After manager Mickey Callaway called a team meeting Friday night — and had a motivation­al speaker visit the team Saturday afternoon — the Mets’ free fall only accelerate­d, with the team scoring one run in the final 23 innings of its four-game home sweep at the hands of the Cubs.

Less than 48 hours after Callaway changed his mind, and called a team meeting because the team was “playing the game the wrong way,” the Mets made more Little League mistakes, with Steven Matz allowing a runner to steal home, and Jay Bruce failing to call off an infielder on a pop-up turned sacrifice fly, in Sunday’s 2-0 loss.

“I guess we need to make some adjustment­s in what we’re focusing on on a daily basis,” Callaway said Sunday. “If we have to go out and work on cutoffs and relays and pop-ups and [pitchers fielding practice], then that’s what we’ll do instead of being on the field hitting.

“Maybe we need to shift our focus a little bit more.”

The Mets’ (27-30) best opportunit­y to stop the season from slipping comes in a two-game set against the major league-worst Orioles (17-41), beginning Tuesday at Citi Field.

Though the Mets have lost nine of their past 11 games, and six straight games in Queens for the second time this season, the Orioles enter on a seven-game losing streak, and have gone 7-23 on the road this year.

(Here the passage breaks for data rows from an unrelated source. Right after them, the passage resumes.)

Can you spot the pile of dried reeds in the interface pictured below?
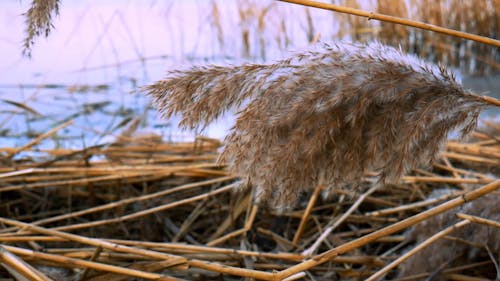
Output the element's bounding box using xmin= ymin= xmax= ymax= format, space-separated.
xmin=145 ymin=42 xmax=498 ymax=207
xmin=0 ymin=123 xmax=500 ymax=280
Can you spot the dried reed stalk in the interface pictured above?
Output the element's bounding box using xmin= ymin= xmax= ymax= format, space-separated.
xmin=23 ymin=0 xmax=60 ymax=56
xmin=399 ymin=191 xmax=500 ymax=280
xmin=144 ymin=43 xmax=487 ymax=207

“It’s definitely time to get going,” Brandon Nimmo said. “It’s definitely time to put the gas pedal down because we definitely have to win some games to stay in contention here, and put ourselves in a good spot, where we can hopefully rattle off a bunch of wins. ... Right now, we need to start turning things around.”

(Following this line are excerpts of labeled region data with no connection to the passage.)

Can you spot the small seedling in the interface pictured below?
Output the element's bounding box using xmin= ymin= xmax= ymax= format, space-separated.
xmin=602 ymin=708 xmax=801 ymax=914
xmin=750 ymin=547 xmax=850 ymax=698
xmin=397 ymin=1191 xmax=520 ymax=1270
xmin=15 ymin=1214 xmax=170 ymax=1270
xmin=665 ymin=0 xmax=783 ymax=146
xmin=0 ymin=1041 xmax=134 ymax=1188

Following three games against Chicago featuring left-handed starters, the Mets will also get a break from their struggles against southpaws. The Orioles will open with righthande­r Alex Cobb (1-7, 6.80 ERA) against Jason Vargas (2-3, 8.53 ERA), before Zack Wheeler (2-4, 5.14 ERA) faces Baltimore righty Dylan Bundy (3-7, 4.46 ERA).

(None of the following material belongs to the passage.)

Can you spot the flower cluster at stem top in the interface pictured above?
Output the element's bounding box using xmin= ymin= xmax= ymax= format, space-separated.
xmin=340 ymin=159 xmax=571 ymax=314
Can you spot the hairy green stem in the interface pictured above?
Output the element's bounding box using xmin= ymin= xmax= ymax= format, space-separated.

Despite the recent slide, which took the team from a franchise-best start to below .500 for the first time this season, the Mets have received repeated solid efforts from their starters, who have combined for a 2.48 ERA over the past 16 games.

Vargas has even provided reminders of why he was signed as a free agent, following a disastrous start to the season. In two of his past three outings, Vargas has picked up a win, and thrown five shutout innings, including his start Wednesday in Atlanta.

“I think Vargas has shown signs that he’s becoming more of, the reasons we got him in the first place,” Callaway this weekend.

If the Mets can’t stop their tailspin against the 28th-ranked pitching staff, and 29th-ranked offense, the bleeding will become even harder to stop. The Yankees come to Queens over the weekend, and the Mets then leave for a 10-day road trip.

“We have to do our jobs as individual­s in here to make sure it doesn’t snowball,” Jay Bruce said. “We haven’t been playing good baseball, and we have to play better. That’s just the bottom line. There’s no magic potion to it. You just have to do a better job of getting the job done.

“We have to use our past experience­s and what we’ve been through in our career in order to keep the mindset going in the right direction. ... We have essentiall­y four months left, and we have to make the most of it.”